Die Sache mit den Mückenstichen

„Woher kommst du?“ ist auf den ersten Blick eine unproblematische Frage. Sobald als zweite Frage jedoch ein „Aber woher kommst du denn wirklich?“ folgt, spricht sie der befragten Person ein ganz wichtiges Merkmal ab: dazuzugehören.
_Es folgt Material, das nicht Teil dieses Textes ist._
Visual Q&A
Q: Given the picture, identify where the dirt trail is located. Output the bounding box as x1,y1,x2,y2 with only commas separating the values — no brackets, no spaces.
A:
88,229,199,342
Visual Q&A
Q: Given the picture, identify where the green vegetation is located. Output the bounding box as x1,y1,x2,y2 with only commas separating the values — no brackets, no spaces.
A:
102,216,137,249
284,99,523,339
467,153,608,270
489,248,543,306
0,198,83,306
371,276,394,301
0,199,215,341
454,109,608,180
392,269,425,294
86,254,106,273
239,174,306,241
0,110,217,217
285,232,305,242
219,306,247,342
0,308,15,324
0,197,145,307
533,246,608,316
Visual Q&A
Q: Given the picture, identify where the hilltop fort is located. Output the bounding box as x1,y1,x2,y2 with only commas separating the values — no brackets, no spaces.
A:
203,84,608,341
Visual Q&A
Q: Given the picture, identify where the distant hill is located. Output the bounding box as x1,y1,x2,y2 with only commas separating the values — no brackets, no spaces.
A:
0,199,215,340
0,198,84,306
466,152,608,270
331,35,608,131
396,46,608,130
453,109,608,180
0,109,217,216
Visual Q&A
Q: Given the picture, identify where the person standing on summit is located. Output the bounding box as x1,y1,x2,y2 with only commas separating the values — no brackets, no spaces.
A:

Viele Schwarze Menschen und People of Color leben seit Generationen in Deutschland, sind hier geboren und bezeichnen Deutschland als ihr Zuhause. Warum sollte man also automatisch annehmen, dass diese Personen aus einem anderen Land kommen? Auch Vorurteile wie „Na, wenn du daher kommst, kannst du aber bestimmt gut tanzen“ sind verallgemeinernd und sprechen Personen die eigene Identität ab. Vielleicht kann die Person einfach gut tanzen, weil sie jahrelang im Tanzunterricht trainiert hat. Diese Fragen und Aussagen zählt man zu den sogenannten Mikroaggressionen. Auch wenn sie zum Teil auf den ersten Blick ganz harmlos daherkommen, wirken sie auf bestimmte Menschen viel intensiver, als auf andere. Am besten man stellt sich das ganze wie Mückenstiche vor. Wird man ab und zu mal gestochen, ist das zwar nervig, aber auszuhalten. Wird man jedoch mehrmals täglich und immer wieder an der gleichen Stelle gestochen, wird das ganze schmerzhaft und ist bald nicht mehr auszuhalten. Vor allem dann, wenn klar wird, dass die Ursache dafür lediglich die eigene Erscheinung durch Hautfarbe, Haarfarbe oder Sprache ist.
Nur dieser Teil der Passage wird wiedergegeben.